そんな事を考えていた私は気がつかなかった、いつの間にか、私の隣に奴が座っていた事に。
直ぐ反応したレオン、一瞬遅れてクラウドが私の隣を睨む。
「そぉんな怖い顔しなさんな、おにーさん達。綺麗な顔が台無しよぉ?」
おちゃらけたような、間延びした声にぎょっとして視線を向けるとそこにはさっき距離を置いたはずの忍べてない忍者、修二がいた。
「…今すぐその方から離れろ」
ギっとレオンが修二を睨み付ける。いつでも反応できるように、後ろの腰辺りに腕を回している。恐らくナイフとか武器的な物をそこに隠しているのだろう。

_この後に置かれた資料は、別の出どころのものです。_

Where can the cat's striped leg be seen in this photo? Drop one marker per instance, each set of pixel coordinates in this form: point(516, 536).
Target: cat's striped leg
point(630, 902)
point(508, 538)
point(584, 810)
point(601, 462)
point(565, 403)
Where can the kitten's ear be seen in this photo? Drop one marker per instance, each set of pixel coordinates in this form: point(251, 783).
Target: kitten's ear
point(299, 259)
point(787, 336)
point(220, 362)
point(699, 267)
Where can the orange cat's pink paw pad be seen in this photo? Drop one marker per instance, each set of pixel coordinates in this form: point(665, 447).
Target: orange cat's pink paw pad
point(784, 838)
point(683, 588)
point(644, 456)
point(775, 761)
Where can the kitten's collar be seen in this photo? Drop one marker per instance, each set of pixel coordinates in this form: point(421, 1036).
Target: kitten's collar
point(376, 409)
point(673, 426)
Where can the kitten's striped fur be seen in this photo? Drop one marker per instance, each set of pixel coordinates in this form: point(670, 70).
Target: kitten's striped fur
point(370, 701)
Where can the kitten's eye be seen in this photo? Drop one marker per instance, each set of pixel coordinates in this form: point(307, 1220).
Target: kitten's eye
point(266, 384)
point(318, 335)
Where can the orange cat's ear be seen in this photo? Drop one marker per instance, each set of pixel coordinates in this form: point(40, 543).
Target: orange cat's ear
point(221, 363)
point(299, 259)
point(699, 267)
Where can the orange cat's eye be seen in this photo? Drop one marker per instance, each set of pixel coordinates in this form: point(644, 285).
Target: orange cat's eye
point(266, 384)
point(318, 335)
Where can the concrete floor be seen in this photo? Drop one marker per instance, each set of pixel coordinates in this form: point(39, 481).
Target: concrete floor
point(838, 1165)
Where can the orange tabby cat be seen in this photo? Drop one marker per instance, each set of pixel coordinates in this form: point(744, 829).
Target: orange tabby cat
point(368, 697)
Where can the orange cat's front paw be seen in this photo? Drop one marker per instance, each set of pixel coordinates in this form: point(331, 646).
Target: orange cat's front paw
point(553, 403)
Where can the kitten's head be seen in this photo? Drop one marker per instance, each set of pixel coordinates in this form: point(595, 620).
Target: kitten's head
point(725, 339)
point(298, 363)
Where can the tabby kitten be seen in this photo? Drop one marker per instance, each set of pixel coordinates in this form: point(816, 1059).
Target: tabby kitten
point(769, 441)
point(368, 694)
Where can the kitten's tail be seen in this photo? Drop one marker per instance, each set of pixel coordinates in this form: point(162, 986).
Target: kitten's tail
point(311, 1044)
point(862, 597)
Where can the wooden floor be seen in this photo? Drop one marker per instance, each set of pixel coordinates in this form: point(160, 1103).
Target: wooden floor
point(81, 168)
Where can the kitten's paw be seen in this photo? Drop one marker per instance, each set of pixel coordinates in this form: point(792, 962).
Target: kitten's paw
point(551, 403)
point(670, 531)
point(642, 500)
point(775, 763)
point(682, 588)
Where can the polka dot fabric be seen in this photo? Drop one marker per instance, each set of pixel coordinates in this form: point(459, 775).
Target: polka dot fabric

クラウドも同じ様に、最初からずっと装備していた剣に手をかけて椅子から腰を浮かせている。
「やだなー、俺まだなぁんもしてないのに。おにーさん達こわーい」
けらけらと笑いながら修二は馴れ馴れしく私の肩に手を置いた。
「……何か、ご用ですか?」
肩に置かれた手をぱしんと軽く払い除けてじっと視線を向ける。
払い除けた手を大袈裟に擦りながら修二はにやりと笑う。
「いいねぇ、威勢のいい子、俺好きだよ?」
「ご冗談を」
にっこりと笑って見せると、修二は面白そうに口元に笑みを浮かべた、しかし目は私を観察するように細められる。
「君さ、前に女の子を助けてチンピラに絡まれたことあるよね。そん時に、髪の長い男が追っ払ったことあるでしょ?」
修二は以前、私が東の国に来たときの事を行っているらしい。
心当たりのあるレオンがピクリと反応する。
確かに少し騒がしくしてしまったが、それをこの人は見ていたらしい。
「あれ、俺の幼馴染なんだけどさ。君の事、気になっちゃったるみたいなんだよねぇ…で、よかったらあいつに会ってあげてくれない?」
………は?
怪訝な顔をする私に修二は拝むように手を合わせて頭を下げる。
「ね、お願い!もちろんそっちのおにーさん達も一緒でいいからさ」
「断る」
口を開いたのはクラウドだった。
「私達は忙しい、失礼する」
クラウドは立ち上がると、私を椅子から立たせて出口に向かう。お茶代はいつの間にかレオンが支払っていた。
ごめん、後で私の分払うから!
「……『鬼』を召喚したヤツの事、知りたくなーい?」
すれ違い様に修二が変わらぬ口調で問い掛ける。
今、鬼っていった?
私達三人は修二を振り返る。
異様な空気に店の中がざわつき始めていた。これ以上此処にいるのはお店の迷惑になる。
修二もそれを察したのか出口に向かって歩く。